An anonymous reader writes "An EXT4 file-system data corruption issue has reached the stable Linux kernel. The latest Linux 3.4, 3.5, 3.6 stable kernels have an EXT4 file-system bug described as an apparent serious progressive ext4 data corruption bug. Kernel developers have found and bisected the kernel issue but are still working on a proper fix for the stable Linux kernel. The EXT4 file-system can experience data loss if the file-system is remounted (or the system rebooted) too often."

4 of 249 comments (clear)

  1. Re:Reinventing the wheel by UnknownSoldier · · Score: 4, Interesting

    I have to agree with you. This is one of the best demos of ZFS around :)
    http://www.youtube.com/watch?v=QGIwg6ye1gE

    ZFS solves 3 problems by taking a wholistic approach:

    * Volume Management
    * File System
    * Data Integrity

    Instead of fragmenting the problem into 3 layers which only have limited access and knowledge by using a unified layer you have more meta-information available to make smarter decisions.
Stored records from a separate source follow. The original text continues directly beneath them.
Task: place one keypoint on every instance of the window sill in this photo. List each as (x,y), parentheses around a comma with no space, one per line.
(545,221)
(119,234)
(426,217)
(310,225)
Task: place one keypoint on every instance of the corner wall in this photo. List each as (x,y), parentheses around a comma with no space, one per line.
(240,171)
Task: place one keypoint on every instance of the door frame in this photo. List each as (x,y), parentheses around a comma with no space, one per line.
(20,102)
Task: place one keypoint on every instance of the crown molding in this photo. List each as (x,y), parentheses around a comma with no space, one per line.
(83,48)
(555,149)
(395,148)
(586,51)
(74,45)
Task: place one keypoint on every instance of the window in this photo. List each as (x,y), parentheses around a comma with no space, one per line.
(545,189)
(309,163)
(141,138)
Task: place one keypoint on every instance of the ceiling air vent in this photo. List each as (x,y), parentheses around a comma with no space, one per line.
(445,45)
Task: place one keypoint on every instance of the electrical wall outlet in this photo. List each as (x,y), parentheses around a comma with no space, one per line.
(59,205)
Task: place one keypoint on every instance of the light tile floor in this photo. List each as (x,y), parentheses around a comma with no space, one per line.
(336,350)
    Some interesting essays:

    https://blogs.oracle.com/bonwick/entry/raid_z
    https://blogs.oracle.com/bonwick/en_US/entry/rampant_layering_violation

  2. Re:Summary is wrong by Anonymous Coward · · Score: 5, Interesting

    This appears to be untrue. My latest tests suggest that it happens if a single unclean umount happens while the fs is mounted in 3.6.3. (At least, I saw corruption in /var after a single boot, followed by a rescue boot into 3.6.1 and fsck: every filesystem that had journal replay invoked also had corruption.)
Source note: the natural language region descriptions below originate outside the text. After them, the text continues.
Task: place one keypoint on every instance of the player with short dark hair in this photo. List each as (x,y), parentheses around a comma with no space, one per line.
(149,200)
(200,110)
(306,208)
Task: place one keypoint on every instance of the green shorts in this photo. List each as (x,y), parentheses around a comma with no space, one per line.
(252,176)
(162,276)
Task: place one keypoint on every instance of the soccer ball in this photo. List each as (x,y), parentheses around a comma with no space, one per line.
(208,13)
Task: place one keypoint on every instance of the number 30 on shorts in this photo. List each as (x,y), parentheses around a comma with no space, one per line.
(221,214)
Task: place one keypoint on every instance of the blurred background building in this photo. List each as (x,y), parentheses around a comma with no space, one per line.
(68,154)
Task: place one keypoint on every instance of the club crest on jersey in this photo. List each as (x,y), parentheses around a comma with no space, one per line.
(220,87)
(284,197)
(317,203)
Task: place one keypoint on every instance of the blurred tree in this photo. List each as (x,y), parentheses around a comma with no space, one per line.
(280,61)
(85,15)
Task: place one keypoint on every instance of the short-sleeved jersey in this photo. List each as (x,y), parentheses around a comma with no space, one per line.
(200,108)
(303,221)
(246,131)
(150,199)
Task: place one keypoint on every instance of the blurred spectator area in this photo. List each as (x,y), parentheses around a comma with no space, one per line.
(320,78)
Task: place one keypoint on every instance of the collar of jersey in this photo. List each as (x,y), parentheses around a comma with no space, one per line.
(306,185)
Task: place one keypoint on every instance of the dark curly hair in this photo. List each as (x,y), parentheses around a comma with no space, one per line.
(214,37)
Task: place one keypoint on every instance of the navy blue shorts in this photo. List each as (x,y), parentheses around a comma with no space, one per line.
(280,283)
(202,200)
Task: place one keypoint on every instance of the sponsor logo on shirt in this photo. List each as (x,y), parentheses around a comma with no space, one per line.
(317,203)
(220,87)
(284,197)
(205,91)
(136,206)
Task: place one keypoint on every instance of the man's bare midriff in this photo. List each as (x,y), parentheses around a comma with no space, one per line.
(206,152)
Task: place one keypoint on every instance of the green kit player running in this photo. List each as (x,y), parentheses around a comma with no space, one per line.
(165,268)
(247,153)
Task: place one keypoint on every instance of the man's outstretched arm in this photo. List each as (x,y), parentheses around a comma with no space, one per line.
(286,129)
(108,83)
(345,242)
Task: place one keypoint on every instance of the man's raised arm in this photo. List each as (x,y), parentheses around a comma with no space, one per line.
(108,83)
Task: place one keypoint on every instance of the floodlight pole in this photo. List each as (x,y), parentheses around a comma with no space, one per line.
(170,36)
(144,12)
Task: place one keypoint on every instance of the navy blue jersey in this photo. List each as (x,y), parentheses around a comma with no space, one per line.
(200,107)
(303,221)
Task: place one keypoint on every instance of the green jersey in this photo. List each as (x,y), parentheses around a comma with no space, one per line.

      -- N., original reporter, not much enjoying his fifteen minutes of fame since it comes with happy fun filesystem corruption attached: captcha is 'contrite', how appropriate

  3. Re:Reinventing the wheel by UnknownSoldier · · Score: 4, Interesting

    > Blame SUN, they choose a license for ZFS to ensure it never had proper in kernel linux support.
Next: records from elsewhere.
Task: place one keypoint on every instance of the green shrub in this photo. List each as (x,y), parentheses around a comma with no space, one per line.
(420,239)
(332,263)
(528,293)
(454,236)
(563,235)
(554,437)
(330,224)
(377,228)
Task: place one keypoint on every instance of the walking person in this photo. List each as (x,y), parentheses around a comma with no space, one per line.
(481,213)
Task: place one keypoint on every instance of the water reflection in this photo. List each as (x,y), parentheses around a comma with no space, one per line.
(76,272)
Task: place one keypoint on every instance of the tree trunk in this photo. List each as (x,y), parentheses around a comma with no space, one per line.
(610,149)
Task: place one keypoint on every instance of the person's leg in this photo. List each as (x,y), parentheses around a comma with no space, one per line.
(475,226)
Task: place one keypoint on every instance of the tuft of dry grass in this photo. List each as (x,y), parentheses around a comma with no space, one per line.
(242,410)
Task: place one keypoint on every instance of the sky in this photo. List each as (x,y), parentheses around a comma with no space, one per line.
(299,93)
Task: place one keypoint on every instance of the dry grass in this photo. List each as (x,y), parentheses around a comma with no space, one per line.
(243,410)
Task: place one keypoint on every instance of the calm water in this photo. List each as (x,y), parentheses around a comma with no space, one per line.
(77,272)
    That's a myth / blatant lie.

    Fork Yeah! The Rise and Development of illumos
    http://www.youtube.com/watch?feature=player_detailpage&v=-zRN7XLCRhc#t=1460s

    Why You Need ZFS
    http://www.youtube.com/watch?v=6F9bscdqRpo
    @5:40 I just want to clarify you comment "It would be illegal to ship"
    @5:45 I think there is a perception issue that we need to tackle.
    @5:55 One point that I would like to make because I think said earlier that I think we have much more in common then that separates us.
    @5:58 One of the most important things we all have in common is we are all open source systems.
    @6:02 And we need to end this self inflicted madness of open source licensing compatibility.
    @6:12 I think that it is a boogey man and we letting it us hold us back.
    @6:19 You say it would be illegal to ship. I say no one has standing
    @6:24 The GPL was never ever designed to counter-act other open source licenses.
    @6:33 That is a complete rewrite of history to believe the GPL was designed to be at war with BSD or with Cuddle.
    @6:39 The GPL was at war with properiety softwware. And thank the GPL and Stallman open source won.
    @6:45 That is the whole point. Open source won.
    @6:49 We are pissing on our own victory parade by not allowing these technologies to flow between systems.